Auch ein Abschlag wegen der kaufmännischen, wirtschaftlichen und künstlerischen Leitung des Betriebes durch den Gesellschafter-Geschäftsführer ist nicht gerechtfertigt. Hier handelt es sich nicht, wie es Abschn. 4 Abs. 3 AntBewR 1957 für einen besonderen Abschlag voraussetzt, um eine Gesellschaft, bei der der Ertrag ausschließlich und unmittelbar von der in der Art eines freien Berufes ausgeübten Tätigkeit des Gesellschafter-Geschäftsführers abhängig ist. Das Finanzgericht hat an Hand des Betriebskapitals und durch die Zahl der Arbeitnehmer eindeutig den auf tatsächlichem Gebiete liegenden Nachweis geführt, daß es sich bei der Bfin. um einen gewerblichen Betrieb zur Herstellung von Ansichtskarten, Kunstkarten und Umschlägen handelt, bei dem der Einsatz des sachlichen Betriebskapitals von wesentlicher Bedeutung ist.
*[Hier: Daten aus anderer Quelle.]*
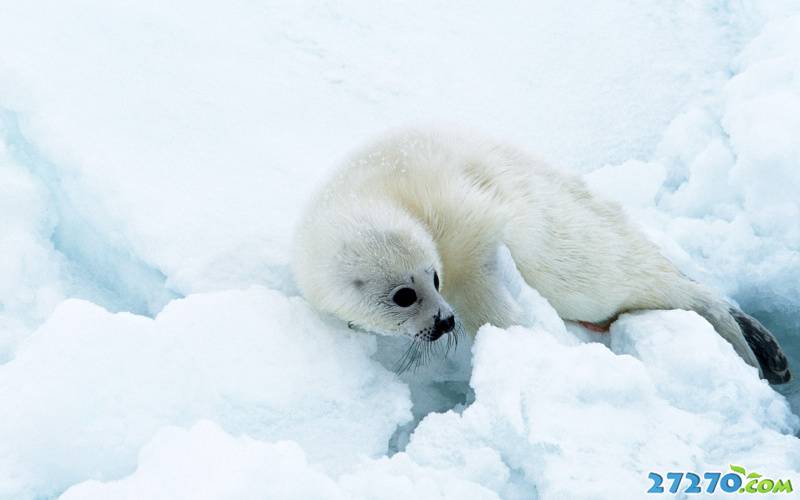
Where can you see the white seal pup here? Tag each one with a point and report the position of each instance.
(405, 236)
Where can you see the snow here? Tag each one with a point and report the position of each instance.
(154, 158)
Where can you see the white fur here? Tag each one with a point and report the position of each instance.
(417, 200)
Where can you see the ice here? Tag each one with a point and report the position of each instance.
(577, 421)
(89, 388)
(155, 157)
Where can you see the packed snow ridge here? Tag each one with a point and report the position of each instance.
(155, 157)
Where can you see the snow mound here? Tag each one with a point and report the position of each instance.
(89, 388)
(575, 420)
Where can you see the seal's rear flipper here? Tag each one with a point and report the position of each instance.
(773, 362)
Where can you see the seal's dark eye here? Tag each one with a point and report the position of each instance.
(405, 297)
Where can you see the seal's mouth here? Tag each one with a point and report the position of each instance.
(424, 347)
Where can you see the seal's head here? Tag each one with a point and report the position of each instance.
(380, 272)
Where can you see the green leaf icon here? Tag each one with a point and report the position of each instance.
(740, 470)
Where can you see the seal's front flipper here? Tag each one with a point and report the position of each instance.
(770, 356)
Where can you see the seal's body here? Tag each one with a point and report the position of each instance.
(408, 230)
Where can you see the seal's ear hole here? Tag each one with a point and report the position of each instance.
(404, 297)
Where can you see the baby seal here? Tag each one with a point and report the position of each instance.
(403, 240)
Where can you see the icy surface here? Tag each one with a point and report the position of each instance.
(154, 157)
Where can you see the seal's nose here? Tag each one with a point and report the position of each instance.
(442, 326)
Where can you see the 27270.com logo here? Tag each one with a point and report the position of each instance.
(736, 481)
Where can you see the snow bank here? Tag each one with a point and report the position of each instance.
(550, 418)
(152, 151)
(89, 388)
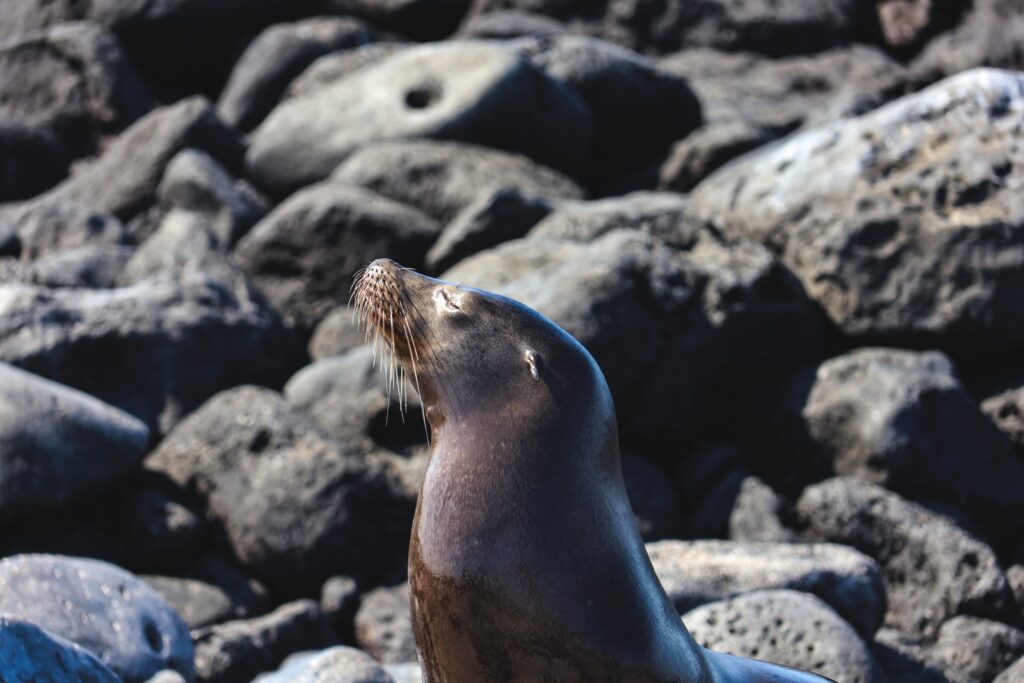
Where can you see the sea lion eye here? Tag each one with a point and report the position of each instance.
(449, 299)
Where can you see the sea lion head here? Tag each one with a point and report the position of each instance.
(469, 351)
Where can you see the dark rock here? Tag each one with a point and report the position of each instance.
(273, 59)
(668, 318)
(1007, 411)
(695, 572)
(421, 19)
(337, 665)
(339, 601)
(304, 254)
(788, 628)
(976, 650)
(760, 514)
(92, 266)
(100, 607)
(637, 109)
(53, 226)
(505, 213)
(443, 178)
(237, 651)
(165, 344)
(310, 507)
(899, 419)
(894, 242)
(510, 24)
(195, 181)
(338, 333)
(470, 91)
(933, 569)
(57, 444)
(384, 625)
(652, 497)
(73, 79)
(348, 396)
(32, 160)
(29, 653)
(124, 179)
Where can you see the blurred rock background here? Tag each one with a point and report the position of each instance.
(792, 233)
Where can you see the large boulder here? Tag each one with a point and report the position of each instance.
(902, 223)
(685, 326)
(468, 91)
(933, 569)
(788, 628)
(899, 419)
(695, 572)
(444, 178)
(304, 254)
(58, 444)
(29, 653)
(100, 607)
(309, 507)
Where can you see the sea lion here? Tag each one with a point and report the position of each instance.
(524, 562)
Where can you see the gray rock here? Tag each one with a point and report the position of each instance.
(338, 332)
(896, 244)
(348, 396)
(976, 650)
(310, 508)
(275, 56)
(637, 109)
(338, 665)
(443, 178)
(237, 651)
(384, 625)
(100, 607)
(165, 345)
(58, 444)
(468, 91)
(788, 628)
(195, 181)
(759, 514)
(304, 254)
(497, 216)
(899, 419)
(695, 572)
(124, 178)
(933, 569)
(32, 159)
(29, 653)
(668, 318)
(74, 79)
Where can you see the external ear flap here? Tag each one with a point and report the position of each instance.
(534, 360)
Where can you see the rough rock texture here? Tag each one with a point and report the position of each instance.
(274, 57)
(29, 653)
(57, 444)
(297, 506)
(100, 607)
(695, 572)
(473, 92)
(904, 223)
(787, 628)
(74, 79)
(443, 178)
(237, 651)
(669, 318)
(933, 569)
(304, 253)
(165, 344)
(899, 419)
(384, 625)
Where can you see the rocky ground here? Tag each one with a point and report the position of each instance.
(791, 233)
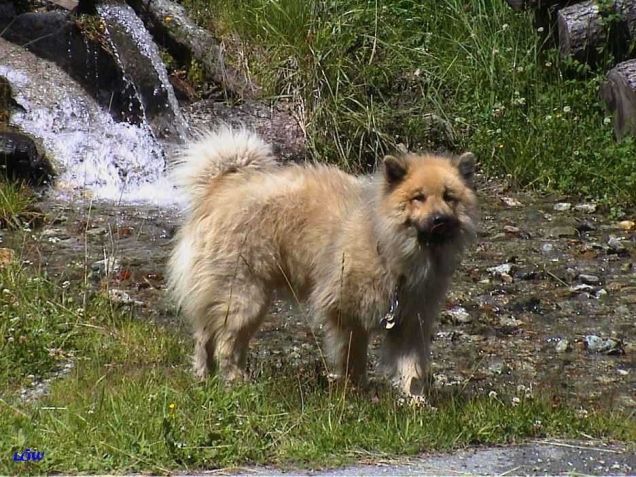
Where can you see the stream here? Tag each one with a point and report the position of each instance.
(544, 302)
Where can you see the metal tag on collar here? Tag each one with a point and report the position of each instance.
(390, 318)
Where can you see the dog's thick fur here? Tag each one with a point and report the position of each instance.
(347, 246)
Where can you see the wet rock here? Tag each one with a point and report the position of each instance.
(7, 256)
(562, 206)
(84, 57)
(22, 159)
(187, 42)
(589, 279)
(105, 267)
(509, 322)
(600, 293)
(563, 231)
(563, 346)
(586, 208)
(531, 304)
(120, 297)
(456, 315)
(585, 226)
(96, 231)
(511, 202)
(527, 275)
(498, 367)
(139, 61)
(616, 246)
(582, 288)
(499, 269)
(547, 248)
(596, 344)
(274, 122)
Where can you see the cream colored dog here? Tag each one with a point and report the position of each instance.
(367, 254)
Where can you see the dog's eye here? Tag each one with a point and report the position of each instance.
(418, 197)
(448, 197)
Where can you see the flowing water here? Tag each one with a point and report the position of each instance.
(93, 154)
(520, 314)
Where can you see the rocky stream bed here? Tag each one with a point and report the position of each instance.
(544, 302)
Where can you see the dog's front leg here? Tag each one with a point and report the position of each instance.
(406, 352)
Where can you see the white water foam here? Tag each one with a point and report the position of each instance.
(92, 152)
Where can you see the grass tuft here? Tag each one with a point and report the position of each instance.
(366, 76)
(130, 403)
(16, 204)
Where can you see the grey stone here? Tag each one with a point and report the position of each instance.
(562, 206)
(563, 346)
(589, 279)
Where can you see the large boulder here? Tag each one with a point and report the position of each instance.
(22, 159)
(106, 58)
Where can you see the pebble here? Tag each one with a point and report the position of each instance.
(547, 248)
(122, 298)
(589, 279)
(500, 269)
(457, 315)
(511, 202)
(615, 245)
(563, 346)
(96, 231)
(562, 206)
(512, 230)
(509, 322)
(498, 367)
(587, 208)
(105, 266)
(7, 256)
(563, 231)
(585, 226)
(596, 344)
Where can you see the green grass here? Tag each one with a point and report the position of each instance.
(130, 403)
(366, 75)
(16, 202)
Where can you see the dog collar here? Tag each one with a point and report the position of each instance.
(390, 318)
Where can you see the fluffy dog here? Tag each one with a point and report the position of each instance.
(366, 254)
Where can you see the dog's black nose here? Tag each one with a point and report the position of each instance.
(440, 220)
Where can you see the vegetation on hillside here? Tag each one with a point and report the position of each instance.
(450, 74)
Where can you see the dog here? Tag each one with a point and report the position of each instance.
(368, 254)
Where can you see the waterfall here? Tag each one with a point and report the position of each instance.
(92, 153)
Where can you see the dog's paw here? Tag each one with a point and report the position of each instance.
(418, 401)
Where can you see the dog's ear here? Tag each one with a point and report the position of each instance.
(395, 169)
(466, 166)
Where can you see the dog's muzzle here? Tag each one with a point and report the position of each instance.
(439, 229)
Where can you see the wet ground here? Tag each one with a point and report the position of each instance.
(533, 458)
(544, 302)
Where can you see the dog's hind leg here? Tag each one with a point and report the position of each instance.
(203, 353)
(406, 353)
(347, 347)
(236, 322)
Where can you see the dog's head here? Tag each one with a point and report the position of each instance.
(431, 198)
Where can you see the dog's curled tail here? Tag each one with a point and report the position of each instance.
(215, 153)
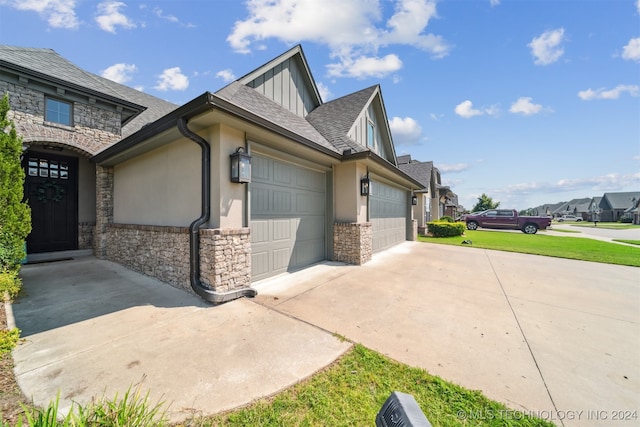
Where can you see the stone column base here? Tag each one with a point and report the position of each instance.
(352, 242)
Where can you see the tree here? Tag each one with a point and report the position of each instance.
(485, 202)
(15, 215)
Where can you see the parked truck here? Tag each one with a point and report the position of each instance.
(507, 219)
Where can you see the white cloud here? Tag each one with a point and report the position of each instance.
(109, 16)
(632, 50)
(547, 47)
(226, 75)
(524, 106)
(405, 130)
(589, 94)
(453, 168)
(363, 67)
(607, 182)
(325, 93)
(172, 79)
(57, 13)
(352, 29)
(465, 109)
(119, 73)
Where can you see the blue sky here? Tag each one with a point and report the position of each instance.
(528, 101)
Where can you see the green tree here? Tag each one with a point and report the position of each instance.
(485, 202)
(15, 215)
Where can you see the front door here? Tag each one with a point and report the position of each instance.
(51, 188)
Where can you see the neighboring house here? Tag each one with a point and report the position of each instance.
(577, 207)
(434, 200)
(146, 183)
(614, 205)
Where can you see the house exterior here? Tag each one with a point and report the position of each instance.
(432, 201)
(614, 205)
(146, 183)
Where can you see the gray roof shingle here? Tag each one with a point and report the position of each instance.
(335, 118)
(48, 65)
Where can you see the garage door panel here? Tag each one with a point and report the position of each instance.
(291, 200)
(388, 216)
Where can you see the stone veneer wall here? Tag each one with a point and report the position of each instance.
(159, 252)
(225, 258)
(352, 242)
(163, 253)
(85, 235)
(93, 128)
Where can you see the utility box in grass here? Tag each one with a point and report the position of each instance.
(401, 410)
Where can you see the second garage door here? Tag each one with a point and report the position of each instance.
(287, 217)
(388, 215)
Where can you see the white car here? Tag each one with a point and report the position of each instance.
(569, 218)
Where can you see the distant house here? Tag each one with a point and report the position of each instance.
(577, 207)
(146, 183)
(434, 200)
(614, 205)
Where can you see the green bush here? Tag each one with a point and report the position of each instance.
(445, 229)
(10, 282)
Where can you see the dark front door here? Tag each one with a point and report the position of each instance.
(51, 187)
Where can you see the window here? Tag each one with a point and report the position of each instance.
(58, 112)
(371, 135)
(48, 168)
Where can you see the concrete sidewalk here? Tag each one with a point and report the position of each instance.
(556, 338)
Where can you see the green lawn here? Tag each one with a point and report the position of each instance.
(351, 392)
(540, 244)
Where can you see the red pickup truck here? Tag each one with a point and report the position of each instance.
(507, 219)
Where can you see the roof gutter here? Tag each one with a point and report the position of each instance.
(205, 292)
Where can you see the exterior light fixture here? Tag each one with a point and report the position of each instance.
(364, 186)
(240, 166)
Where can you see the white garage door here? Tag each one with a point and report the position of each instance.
(388, 215)
(287, 217)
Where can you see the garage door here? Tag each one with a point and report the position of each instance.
(287, 217)
(388, 215)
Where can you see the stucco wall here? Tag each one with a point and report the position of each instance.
(350, 206)
(161, 187)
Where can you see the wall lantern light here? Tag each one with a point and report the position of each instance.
(364, 186)
(240, 166)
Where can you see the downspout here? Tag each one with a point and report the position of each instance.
(204, 291)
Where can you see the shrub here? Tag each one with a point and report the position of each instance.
(445, 229)
(10, 282)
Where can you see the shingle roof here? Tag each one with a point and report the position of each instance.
(420, 171)
(334, 119)
(49, 65)
(254, 102)
(619, 200)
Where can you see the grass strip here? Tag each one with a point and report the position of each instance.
(351, 392)
(579, 248)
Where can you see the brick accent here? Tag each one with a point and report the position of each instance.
(352, 242)
(85, 235)
(104, 209)
(414, 230)
(225, 258)
(163, 253)
(159, 252)
(93, 128)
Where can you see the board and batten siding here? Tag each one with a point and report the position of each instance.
(286, 85)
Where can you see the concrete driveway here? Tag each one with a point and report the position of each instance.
(555, 338)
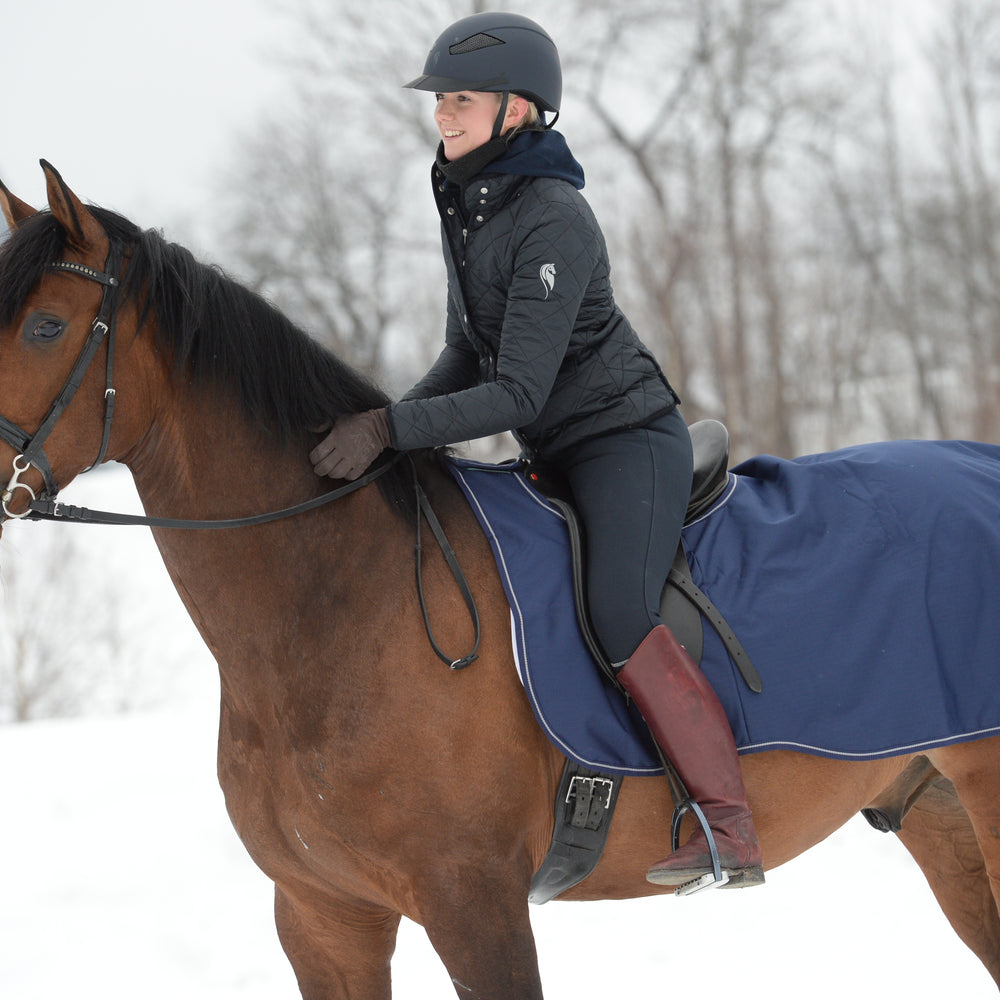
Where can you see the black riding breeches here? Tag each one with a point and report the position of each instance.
(631, 489)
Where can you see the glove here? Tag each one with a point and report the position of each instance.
(353, 444)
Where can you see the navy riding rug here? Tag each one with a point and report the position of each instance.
(864, 584)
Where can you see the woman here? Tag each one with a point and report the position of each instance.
(535, 344)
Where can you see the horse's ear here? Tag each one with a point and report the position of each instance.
(83, 232)
(14, 210)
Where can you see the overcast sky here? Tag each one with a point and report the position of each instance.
(134, 103)
(138, 104)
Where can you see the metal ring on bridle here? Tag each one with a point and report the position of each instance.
(9, 489)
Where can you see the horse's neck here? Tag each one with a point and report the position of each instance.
(249, 590)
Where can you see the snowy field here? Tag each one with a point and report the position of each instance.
(122, 877)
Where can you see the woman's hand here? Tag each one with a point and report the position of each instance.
(353, 444)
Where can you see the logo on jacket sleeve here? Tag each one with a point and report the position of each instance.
(547, 272)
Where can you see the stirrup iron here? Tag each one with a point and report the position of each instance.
(714, 879)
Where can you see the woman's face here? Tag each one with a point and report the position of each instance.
(465, 120)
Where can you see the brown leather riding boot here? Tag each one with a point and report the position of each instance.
(686, 719)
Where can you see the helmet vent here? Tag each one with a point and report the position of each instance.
(474, 43)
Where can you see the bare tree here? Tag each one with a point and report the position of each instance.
(63, 647)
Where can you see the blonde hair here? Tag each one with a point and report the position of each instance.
(532, 118)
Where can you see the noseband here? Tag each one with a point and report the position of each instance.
(29, 446)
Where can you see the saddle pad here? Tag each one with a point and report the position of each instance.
(863, 584)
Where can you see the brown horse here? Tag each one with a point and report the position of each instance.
(367, 780)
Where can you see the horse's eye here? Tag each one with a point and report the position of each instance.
(48, 329)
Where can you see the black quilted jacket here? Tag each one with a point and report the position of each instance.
(534, 342)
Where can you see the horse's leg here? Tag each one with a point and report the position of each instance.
(339, 949)
(482, 934)
(962, 813)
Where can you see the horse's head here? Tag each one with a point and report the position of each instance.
(59, 279)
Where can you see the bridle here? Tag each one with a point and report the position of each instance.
(47, 508)
(30, 446)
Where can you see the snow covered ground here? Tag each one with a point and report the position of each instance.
(122, 878)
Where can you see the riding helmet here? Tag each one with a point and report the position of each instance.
(495, 53)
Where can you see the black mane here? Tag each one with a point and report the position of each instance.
(222, 335)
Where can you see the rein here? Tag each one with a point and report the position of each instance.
(47, 508)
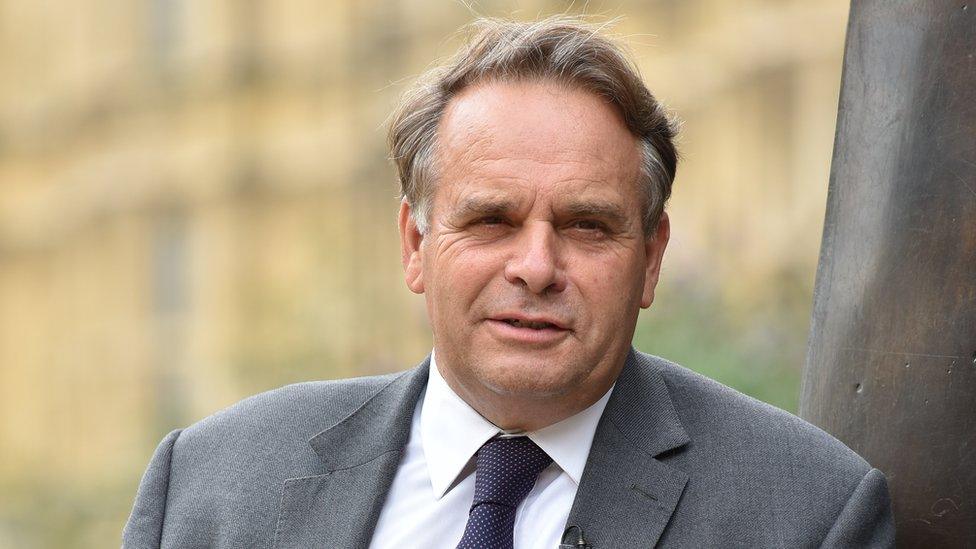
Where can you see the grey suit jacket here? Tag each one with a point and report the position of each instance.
(678, 460)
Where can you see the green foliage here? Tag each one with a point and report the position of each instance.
(758, 353)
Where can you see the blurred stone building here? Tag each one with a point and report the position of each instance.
(195, 205)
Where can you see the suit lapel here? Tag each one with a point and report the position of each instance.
(360, 454)
(626, 496)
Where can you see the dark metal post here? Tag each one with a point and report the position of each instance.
(891, 367)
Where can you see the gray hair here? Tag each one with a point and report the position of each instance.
(560, 49)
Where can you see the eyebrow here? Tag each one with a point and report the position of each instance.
(599, 209)
(485, 205)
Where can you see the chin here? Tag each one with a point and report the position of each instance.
(519, 380)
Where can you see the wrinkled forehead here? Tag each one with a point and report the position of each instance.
(549, 127)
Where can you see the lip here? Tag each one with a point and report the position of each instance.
(527, 336)
(522, 317)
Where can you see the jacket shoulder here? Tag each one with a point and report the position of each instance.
(719, 418)
(244, 453)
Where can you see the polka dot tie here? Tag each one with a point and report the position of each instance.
(507, 469)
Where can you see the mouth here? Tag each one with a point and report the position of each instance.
(531, 324)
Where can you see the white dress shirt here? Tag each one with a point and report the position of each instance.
(431, 494)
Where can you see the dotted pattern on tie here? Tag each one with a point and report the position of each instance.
(507, 469)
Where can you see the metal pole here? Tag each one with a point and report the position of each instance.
(891, 367)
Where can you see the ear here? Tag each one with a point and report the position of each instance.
(653, 254)
(410, 240)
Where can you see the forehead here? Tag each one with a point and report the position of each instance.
(545, 136)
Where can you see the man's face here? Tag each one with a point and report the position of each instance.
(535, 264)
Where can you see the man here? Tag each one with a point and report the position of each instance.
(534, 170)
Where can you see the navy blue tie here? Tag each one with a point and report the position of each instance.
(507, 469)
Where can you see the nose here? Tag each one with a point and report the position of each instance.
(535, 262)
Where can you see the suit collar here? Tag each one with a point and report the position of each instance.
(624, 483)
(379, 426)
(360, 454)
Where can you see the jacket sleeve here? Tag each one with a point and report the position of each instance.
(866, 520)
(145, 526)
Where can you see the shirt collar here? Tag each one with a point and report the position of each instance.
(451, 431)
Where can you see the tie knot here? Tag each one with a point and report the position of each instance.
(507, 469)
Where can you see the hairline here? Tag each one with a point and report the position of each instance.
(645, 180)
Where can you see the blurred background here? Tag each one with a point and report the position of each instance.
(196, 205)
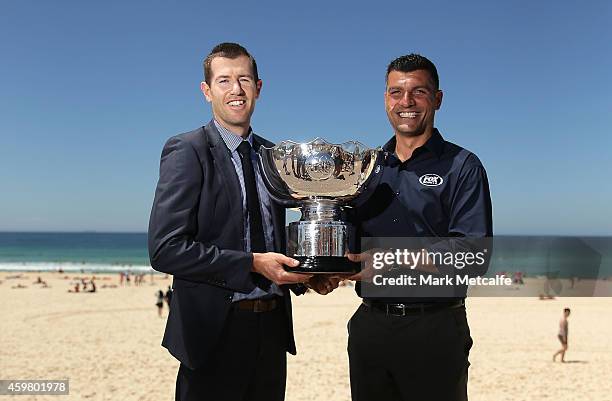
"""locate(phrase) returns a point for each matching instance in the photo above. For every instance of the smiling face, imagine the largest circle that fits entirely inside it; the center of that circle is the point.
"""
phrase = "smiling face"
(411, 101)
(232, 92)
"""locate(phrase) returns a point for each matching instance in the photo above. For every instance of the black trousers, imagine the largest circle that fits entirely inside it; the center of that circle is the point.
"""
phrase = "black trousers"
(420, 358)
(250, 363)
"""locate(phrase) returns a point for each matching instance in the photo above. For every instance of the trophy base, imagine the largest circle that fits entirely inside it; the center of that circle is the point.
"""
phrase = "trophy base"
(324, 265)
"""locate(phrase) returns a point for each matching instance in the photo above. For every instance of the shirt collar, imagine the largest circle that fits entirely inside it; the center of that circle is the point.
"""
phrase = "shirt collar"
(231, 139)
(434, 144)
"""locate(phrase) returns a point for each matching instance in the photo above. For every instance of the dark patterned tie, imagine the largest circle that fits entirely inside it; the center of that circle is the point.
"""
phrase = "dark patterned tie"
(258, 242)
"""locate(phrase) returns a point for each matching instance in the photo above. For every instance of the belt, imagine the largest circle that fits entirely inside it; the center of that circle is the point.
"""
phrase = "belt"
(412, 309)
(257, 305)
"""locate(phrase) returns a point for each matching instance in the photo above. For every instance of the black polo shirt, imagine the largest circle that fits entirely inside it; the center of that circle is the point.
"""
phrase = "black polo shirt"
(441, 191)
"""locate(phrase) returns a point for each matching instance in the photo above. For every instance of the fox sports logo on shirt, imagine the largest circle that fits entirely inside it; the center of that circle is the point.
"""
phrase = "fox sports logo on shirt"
(431, 180)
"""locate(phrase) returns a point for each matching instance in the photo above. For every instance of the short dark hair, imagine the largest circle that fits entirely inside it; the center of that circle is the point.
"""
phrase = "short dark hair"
(412, 62)
(227, 50)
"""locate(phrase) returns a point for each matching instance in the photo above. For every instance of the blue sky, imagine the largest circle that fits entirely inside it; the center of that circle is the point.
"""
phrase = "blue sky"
(91, 91)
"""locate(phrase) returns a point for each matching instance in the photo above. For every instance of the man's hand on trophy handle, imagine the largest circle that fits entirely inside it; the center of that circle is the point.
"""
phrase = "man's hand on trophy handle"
(270, 265)
(323, 284)
(367, 271)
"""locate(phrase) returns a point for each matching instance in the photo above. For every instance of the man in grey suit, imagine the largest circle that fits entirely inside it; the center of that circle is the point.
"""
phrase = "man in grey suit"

Die von der Bfin. angeführten Urteile des Reichsfinanzhofs III 54/40 vom 6. Februar 1941 und III e 34/41 vom 19. März 1942 (RStBl 1941 S. 444 und RStBl 1942 S. 859) ergingen zur Bewertung von Anteilen nach dem Berliner Verfahren, wonach der maßgebliche Mittelwert gleichermaßen aus Vermögenswert und Ertragswert gebildet wurde. Hier handelt es sich dagegen um eine Bewertung nach dem Stuttgarter Verfahren, bei dem vom Vermögenswerte auszugehen und der Ertrag nur in gewissem Umfange zu berücksichtigen ist. Damit tritt der vom Reichsfinanzhof besonders herausgestellte Gedanke, eine überbewertung des Ertrages zu vermeiden, zurück. Im übrigen decken sich auch die Tatbestände nicht in tatsächlicher Hinsicht.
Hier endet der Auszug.